只是眉眼間有少許的憔悴,襯得眼角下那顆淚痣好似浸染了初春的憂郁。
這一相較,霍柔依的我見猶憐只能是單純的哭鼻子抹眼淚了。
霍柔依緊了緊牙根,小聲嘟囔:“還是那麽一副勾人的賤媚樣,進了大獄還能好端端出來,等嫁去沈家有你好果子吃。”
見蕭羨魚已走近,她揚起激動的笑臉,快步迎上去,“表姐,你可願意見我了,我瞧你精神一如從前,怎麽下人卻說你身子不适,這種刁奴該打發賣掉!”
蕭羨魚不着痕跡避開她的觸碰,溫聲道:“我午膳後确實頭昏去小憩了一會,這會子醒了聽見是你來了。”
“原來這樣,我還以為你放不開以前的事,怨淮生哥哥與你和離後去我家提親。”
“我與李家是前塵舊事,表妹莫要再提了。”
“也是,表姐現在要高嫁沈家了,我想着也不會怨怪我搶了淮生哥哥,但以前你為了嫁給淮生哥哥得罪了沈家,我真擔心你嫁過去會被折磨成什麽樣子。”說完,霍柔依裝模作樣,摸了摸淚眼。
蕭羨魚依舊挂着笑容:“表妹莫擔心我,日前我也聽到些耳邊風,你現在應該當心身子才是,方才沖撞了一下,我叫個大夫過來給你把把脈吧。”
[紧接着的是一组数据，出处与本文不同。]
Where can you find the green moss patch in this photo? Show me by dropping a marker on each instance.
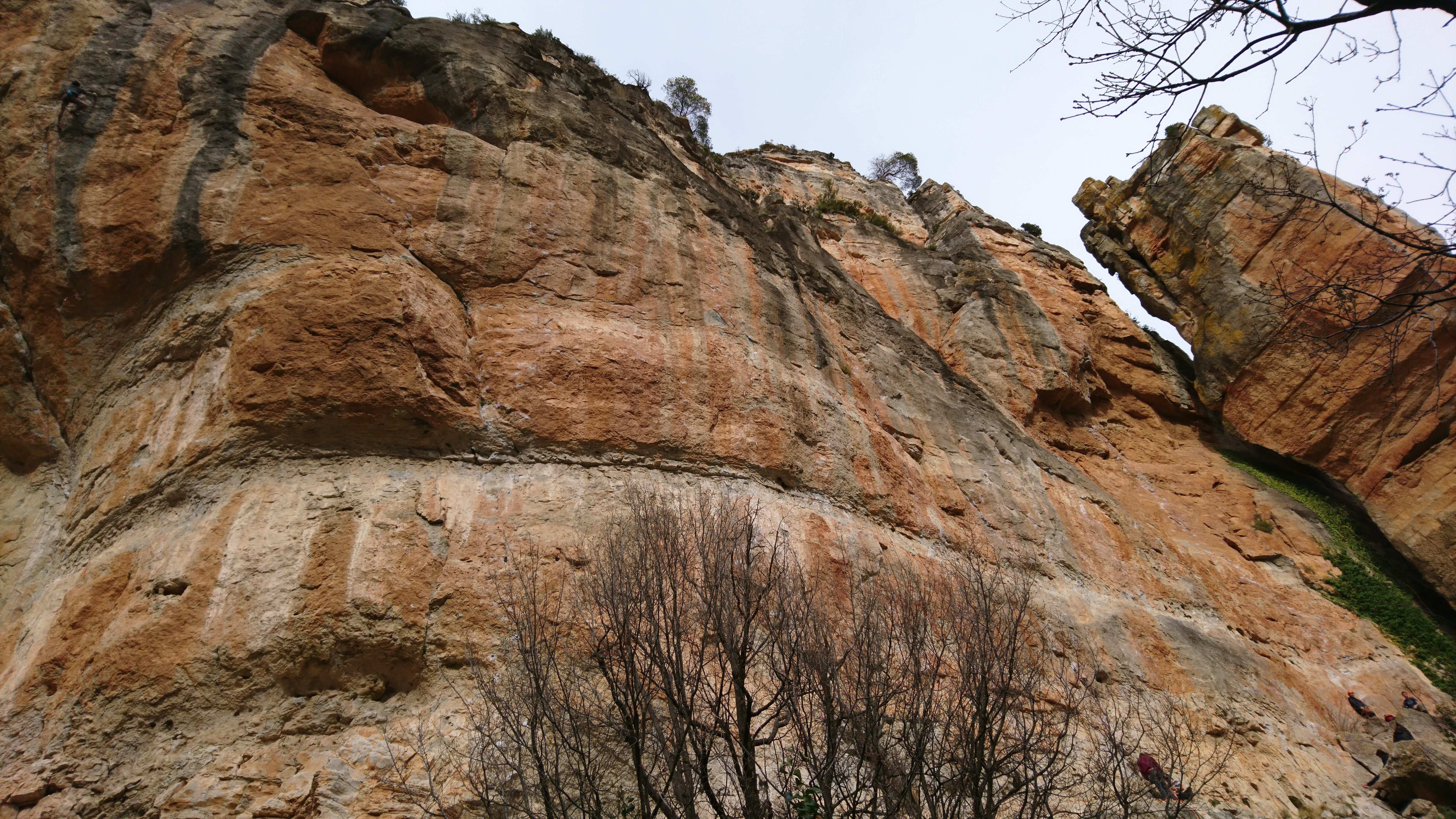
(1368, 585)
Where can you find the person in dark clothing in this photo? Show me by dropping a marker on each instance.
(72, 95)
(1359, 706)
(1154, 773)
(1407, 701)
(1401, 735)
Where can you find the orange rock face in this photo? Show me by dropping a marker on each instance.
(317, 309)
(1197, 235)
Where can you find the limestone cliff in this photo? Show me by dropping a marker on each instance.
(1196, 232)
(318, 305)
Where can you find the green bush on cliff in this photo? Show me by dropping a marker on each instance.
(1365, 585)
(829, 202)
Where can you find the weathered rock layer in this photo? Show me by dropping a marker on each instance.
(318, 307)
(1202, 234)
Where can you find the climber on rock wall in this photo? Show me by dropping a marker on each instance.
(1154, 773)
(1359, 706)
(72, 95)
(1401, 735)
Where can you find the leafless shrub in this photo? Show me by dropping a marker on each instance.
(1190, 747)
(528, 739)
(901, 168)
(1007, 712)
(700, 670)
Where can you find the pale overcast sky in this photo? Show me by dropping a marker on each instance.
(937, 79)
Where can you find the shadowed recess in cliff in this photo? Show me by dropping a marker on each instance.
(219, 81)
(102, 69)
(1375, 581)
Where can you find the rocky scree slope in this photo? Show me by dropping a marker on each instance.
(319, 307)
(1200, 234)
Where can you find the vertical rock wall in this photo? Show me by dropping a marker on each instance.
(318, 308)
(1203, 234)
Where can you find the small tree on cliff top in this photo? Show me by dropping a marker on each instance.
(1157, 53)
(901, 168)
(686, 101)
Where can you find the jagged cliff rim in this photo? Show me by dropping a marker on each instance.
(334, 550)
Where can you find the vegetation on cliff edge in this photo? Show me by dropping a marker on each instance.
(1366, 585)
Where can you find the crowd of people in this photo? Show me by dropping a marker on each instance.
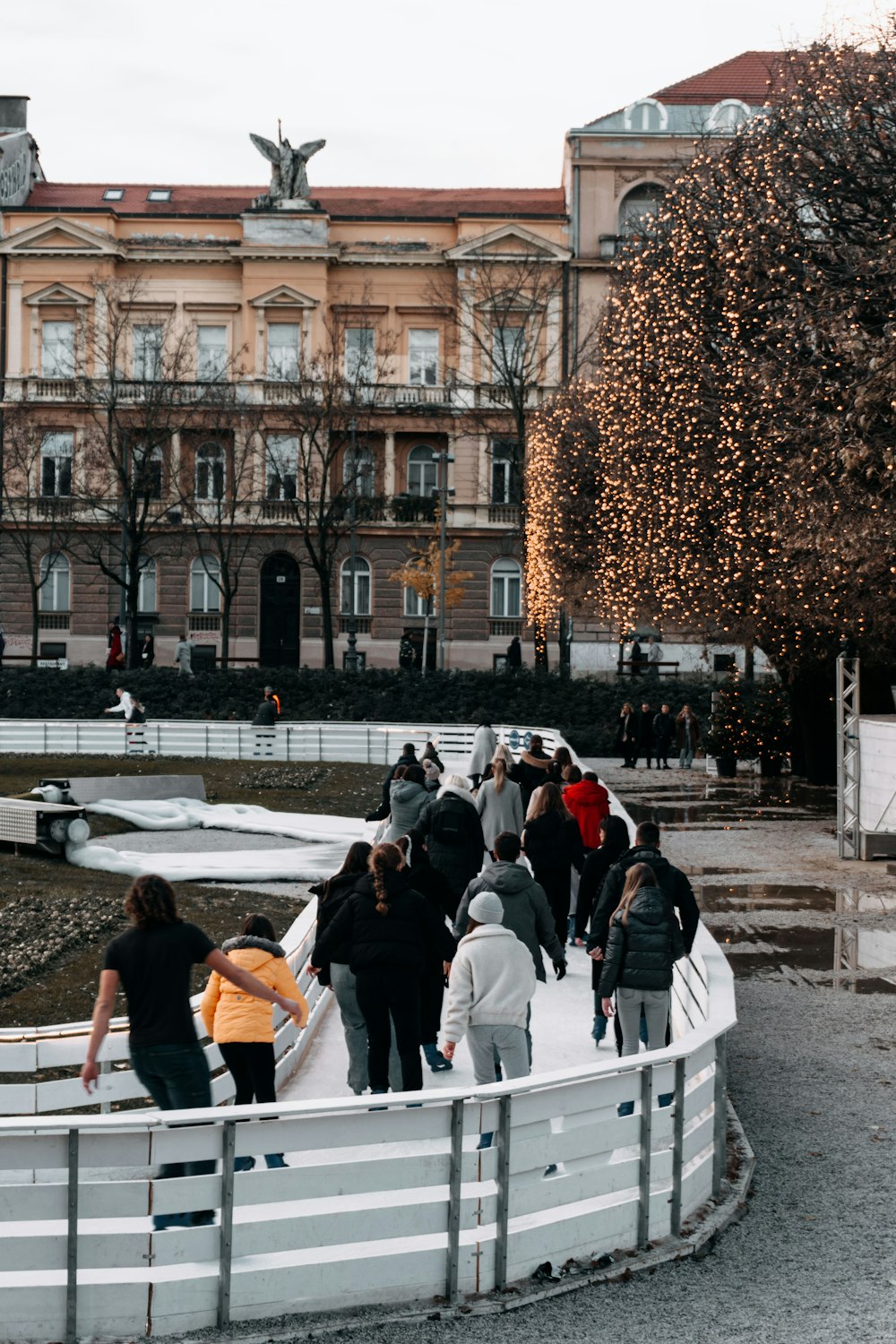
(657, 736)
(469, 883)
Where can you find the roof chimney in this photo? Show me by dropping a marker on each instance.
(13, 112)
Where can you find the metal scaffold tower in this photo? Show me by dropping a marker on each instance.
(848, 762)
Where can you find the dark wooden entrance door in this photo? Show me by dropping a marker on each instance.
(280, 613)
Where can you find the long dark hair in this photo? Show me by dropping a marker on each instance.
(383, 859)
(151, 902)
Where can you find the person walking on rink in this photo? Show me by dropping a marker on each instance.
(490, 986)
(242, 1027)
(185, 655)
(153, 962)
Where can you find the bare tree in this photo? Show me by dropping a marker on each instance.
(142, 382)
(35, 488)
(319, 456)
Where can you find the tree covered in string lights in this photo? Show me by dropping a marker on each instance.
(732, 465)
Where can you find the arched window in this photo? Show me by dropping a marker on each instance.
(506, 589)
(204, 590)
(56, 583)
(728, 116)
(640, 207)
(363, 470)
(422, 472)
(147, 586)
(148, 464)
(362, 588)
(646, 115)
(211, 472)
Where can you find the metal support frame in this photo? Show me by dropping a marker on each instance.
(720, 1116)
(72, 1242)
(228, 1148)
(677, 1148)
(503, 1214)
(848, 757)
(454, 1201)
(646, 1126)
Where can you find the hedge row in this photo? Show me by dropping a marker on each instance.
(584, 711)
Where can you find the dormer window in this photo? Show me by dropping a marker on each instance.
(648, 115)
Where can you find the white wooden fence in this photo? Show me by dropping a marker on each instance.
(387, 1204)
(375, 744)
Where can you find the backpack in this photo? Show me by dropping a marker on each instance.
(449, 823)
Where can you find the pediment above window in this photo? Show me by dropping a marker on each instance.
(284, 297)
(509, 242)
(58, 296)
(59, 237)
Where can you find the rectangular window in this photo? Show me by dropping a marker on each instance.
(424, 358)
(56, 464)
(211, 352)
(505, 476)
(148, 352)
(281, 467)
(58, 349)
(414, 604)
(282, 351)
(360, 358)
(508, 354)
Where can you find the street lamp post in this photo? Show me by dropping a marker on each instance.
(443, 460)
(351, 655)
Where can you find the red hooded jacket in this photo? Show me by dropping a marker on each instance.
(589, 804)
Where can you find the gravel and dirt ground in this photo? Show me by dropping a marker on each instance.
(58, 918)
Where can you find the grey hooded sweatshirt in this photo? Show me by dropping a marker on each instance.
(525, 910)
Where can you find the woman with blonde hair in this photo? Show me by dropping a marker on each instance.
(392, 932)
(642, 946)
(552, 844)
(500, 800)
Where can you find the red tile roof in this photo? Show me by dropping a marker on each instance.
(755, 77)
(339, 202)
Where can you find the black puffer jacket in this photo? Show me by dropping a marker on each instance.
(402, 940)
(641, 953)
(670, 879)
(331, 898)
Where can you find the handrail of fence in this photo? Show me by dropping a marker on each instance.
(373, 744)
(395, 1204)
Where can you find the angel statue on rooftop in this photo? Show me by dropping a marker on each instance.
(289, 180)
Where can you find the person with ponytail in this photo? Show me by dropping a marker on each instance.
(392, 932)
(642, 948)
(500, 800)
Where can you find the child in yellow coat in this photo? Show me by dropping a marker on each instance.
(244, 1027)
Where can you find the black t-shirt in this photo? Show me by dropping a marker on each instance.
(155, 967)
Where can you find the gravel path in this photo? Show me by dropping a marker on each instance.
(813, 1078)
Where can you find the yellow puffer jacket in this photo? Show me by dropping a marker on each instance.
(228, 1012)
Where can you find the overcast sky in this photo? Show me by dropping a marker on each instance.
(406, 91)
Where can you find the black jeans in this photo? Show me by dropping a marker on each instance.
(394, 992)
(252, 1064)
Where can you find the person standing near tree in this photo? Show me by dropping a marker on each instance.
(185, 655)
(153, 962)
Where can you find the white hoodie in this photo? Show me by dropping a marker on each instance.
(492, 981)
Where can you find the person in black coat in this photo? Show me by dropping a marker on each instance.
(552, 844)
(664, 736)
(452, 833)
(643, 733)
(643, 943)
(408, 757)
(336, 972)
(627, 736)
(435, 887)
(392, 932)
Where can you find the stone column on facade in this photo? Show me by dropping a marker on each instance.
(389, 467)
(13, 327)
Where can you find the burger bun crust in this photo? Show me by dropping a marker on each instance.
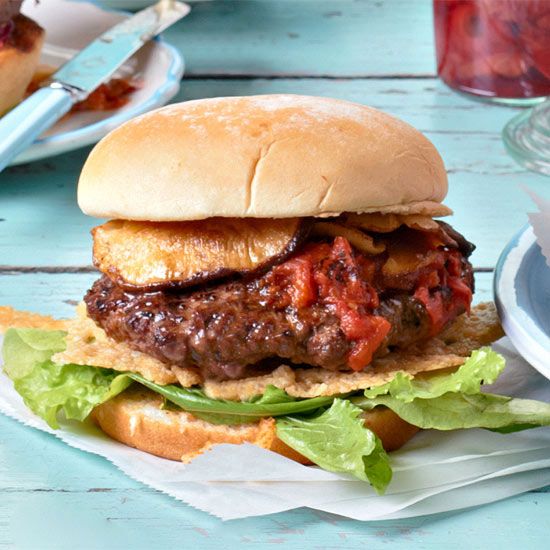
(270, 156)
(136, 418)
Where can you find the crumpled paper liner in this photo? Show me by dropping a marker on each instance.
(435, 472)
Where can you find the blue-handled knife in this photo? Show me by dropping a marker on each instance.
(75, 80)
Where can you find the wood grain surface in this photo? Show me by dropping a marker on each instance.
(377, 52)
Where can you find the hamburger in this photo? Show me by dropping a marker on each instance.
(271, 272)
(21, 41)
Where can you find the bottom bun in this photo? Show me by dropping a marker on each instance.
(136, 418)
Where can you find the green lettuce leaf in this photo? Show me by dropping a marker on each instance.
(453, 411)
(46, 387)
(274, 402)
(338, 441)
(482, 367)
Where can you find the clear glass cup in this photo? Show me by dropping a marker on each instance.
(494, 49)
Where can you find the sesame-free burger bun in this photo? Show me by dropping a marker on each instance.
(137, 418)
(270, 156)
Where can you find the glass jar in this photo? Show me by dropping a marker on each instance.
(495, 49)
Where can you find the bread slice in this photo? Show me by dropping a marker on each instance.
(136, 418)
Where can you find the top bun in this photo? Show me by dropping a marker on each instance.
(270, 156)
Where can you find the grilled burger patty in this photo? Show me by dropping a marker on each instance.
(233, 330)
(226, 332)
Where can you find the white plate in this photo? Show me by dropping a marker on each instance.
(522, 292)
(70, 26)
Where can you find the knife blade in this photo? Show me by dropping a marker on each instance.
(80, 76)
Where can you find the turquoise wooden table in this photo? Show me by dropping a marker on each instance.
(374, 52)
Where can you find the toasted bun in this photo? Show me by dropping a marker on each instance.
(262, 156)
(136, 418)
(18, 61)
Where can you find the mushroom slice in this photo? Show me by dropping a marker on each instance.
(361, 241)
(155, 255)
(385, 223)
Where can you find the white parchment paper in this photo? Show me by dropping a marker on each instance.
(435, 472)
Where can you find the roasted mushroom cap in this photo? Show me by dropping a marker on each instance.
(151, 255)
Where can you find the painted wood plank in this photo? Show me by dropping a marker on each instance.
(58, 293)
(42, 225)
(305, 38)
(52, 497)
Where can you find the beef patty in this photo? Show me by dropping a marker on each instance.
(226, 332)
(238, 328)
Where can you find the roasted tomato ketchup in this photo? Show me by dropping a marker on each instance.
(427, 264)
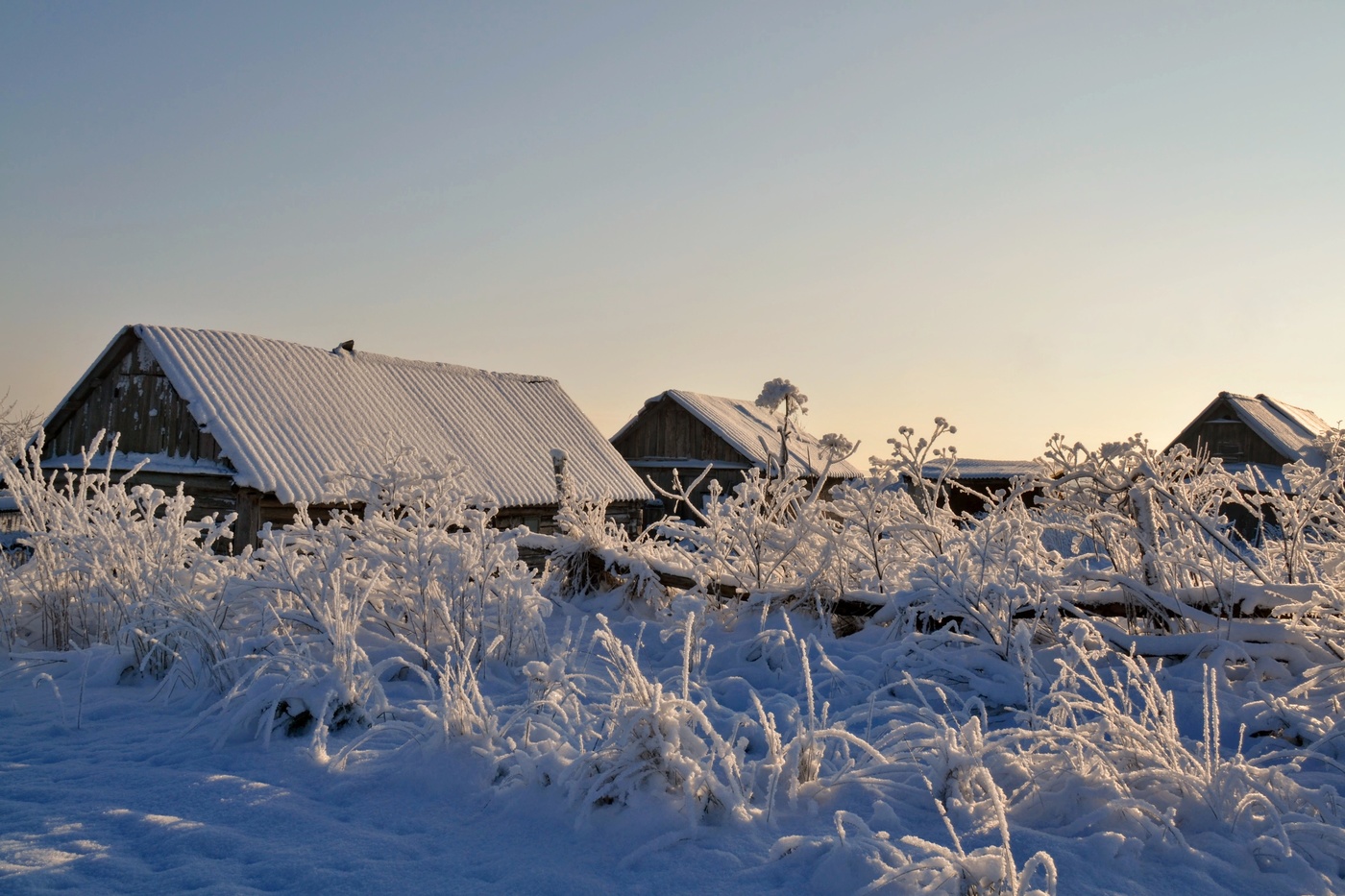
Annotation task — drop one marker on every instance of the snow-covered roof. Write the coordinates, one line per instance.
(1287, 429)
(981, 469)
(288, 416)
(746, 426)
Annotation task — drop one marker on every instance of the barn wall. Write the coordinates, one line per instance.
(668, 429)
(1228, 437)
(134, 399)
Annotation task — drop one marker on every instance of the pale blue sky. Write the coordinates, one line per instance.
(1025, 217)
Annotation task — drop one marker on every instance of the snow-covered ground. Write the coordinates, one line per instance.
(108, 786)
(393, 701)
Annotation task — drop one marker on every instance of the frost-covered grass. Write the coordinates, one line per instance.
(984, 732)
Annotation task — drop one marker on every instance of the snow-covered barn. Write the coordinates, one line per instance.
(1255, 430)
(688, 430)
(255, 425)
(972, 478)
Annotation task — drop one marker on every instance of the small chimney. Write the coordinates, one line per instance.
(558, 466)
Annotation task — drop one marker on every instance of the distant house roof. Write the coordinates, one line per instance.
(970, 469)
(1284, 426)
(752, 432)
(286, 416)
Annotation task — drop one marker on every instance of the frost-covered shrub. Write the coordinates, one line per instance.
(655, 742)
(991, 574)
(306, 668)
(447, 577)
(117, 563)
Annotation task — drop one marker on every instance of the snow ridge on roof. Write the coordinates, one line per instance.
(746, 426)
(984, 469)
(1287, 429)
(288, 416)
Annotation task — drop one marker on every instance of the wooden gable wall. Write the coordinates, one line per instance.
(130, 395)
(1226, 436)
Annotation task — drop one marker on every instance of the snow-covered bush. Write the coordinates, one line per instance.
(117, 563)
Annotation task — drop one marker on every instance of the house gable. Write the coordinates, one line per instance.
(666, 430)
(128, 396)
(1253, 429)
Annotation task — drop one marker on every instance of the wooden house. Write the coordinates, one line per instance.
(974, 476)
(688, 432)
(1259, 430)
(255, 425)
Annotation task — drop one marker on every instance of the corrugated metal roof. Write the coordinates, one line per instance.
(1287, 429)
(286, 416)
(753, 432)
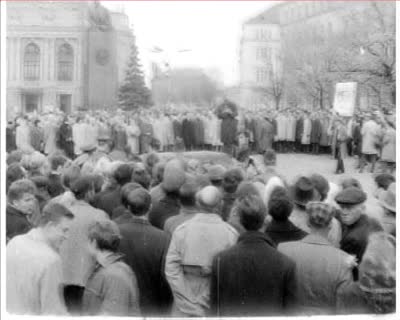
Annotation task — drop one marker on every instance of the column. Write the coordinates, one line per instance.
(18, 60)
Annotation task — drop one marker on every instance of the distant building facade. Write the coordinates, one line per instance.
(53, 61)
(266, 36)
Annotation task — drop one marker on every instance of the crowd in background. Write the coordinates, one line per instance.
(94, 229)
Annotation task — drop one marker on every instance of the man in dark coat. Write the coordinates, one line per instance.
(21, 203)
(145, 247)
(281, 229)
(65, 141)
(356, 225)
(252, 278)
(108, 200)
(229, 133)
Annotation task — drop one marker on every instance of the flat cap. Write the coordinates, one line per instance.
(351, 196)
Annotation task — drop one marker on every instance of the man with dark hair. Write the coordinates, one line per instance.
(323, 271)
(145, 248)
(108, 200)
(193, 246)
(281, 229)
(34, 272)
(21, 205)
(240, 285)
(77, 261)
(112, 288)
(187, 199)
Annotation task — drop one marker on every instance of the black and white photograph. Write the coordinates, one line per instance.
(198, 158)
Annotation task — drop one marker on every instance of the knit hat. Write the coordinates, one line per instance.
(303, 191)
(320, 214)
(387, 198)
(174, 176)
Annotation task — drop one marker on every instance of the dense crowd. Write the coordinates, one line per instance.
(94, 229)
(124, 135)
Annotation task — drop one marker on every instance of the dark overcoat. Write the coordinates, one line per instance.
(252, 279)
(145, 247)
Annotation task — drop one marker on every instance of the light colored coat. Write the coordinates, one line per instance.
(389, 145)
(34, 276)
(189, 259)
(76, 260)
(323, 273)
(369, 131)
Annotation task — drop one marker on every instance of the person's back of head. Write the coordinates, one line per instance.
(280, 204)
(70, 174)
(209, 199)
(320, 184)
(251, 211)
(187, 193)
(105, 234)
(232, 179)
(14, 172)
(82, 187)
(123, 174)
(377, 273)
(138, 201)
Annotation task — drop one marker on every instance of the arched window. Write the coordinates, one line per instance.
(31, 62)
(65, 62)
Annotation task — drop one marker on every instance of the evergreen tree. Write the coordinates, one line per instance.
(133, 93)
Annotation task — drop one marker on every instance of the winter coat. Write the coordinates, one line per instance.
(306, 134)
(16, 222)
(316, 131)
(389, 145)
(112, 289)
(144, 248)
(240, 285)
(189, 260)
(323, 272)
(229, 131)
(34, 276)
霍柔依白了臉色,手不自覺放在腹上,“不用,我摔都沒摔,點事都沒有。婚期很近了,咱們兩個正好挨一起,我的日子先四五天,等表姐出嫁時,我一定來捧場,免得沒人願意來湊熱鬧,冷清了你嫁出侯府的場面。”
蕭羨魚漫不經心回:“行啊,只是再冷清也不是一個人都沒有,可別碰着你才好。”
“有淮生哥哥護着我呢,放心吧。我的親事準備了小半年,可你的親事卻是急得不行,這嫁衣嫁冠怕是表姐只能将就穿現趕的了,畢竟第三嫁了,想來嫁衣你也穿膩了吧…我母親常說你命不好,我可憐的姐姐,這剛出大獄,又遇見這麽樣的爛糟事”霍柔依抽泣起來。
秀月與孔嬷嬷一聽,氣不打一處來,這表家姑娘簡直欺人太甚,專門來惡心人的。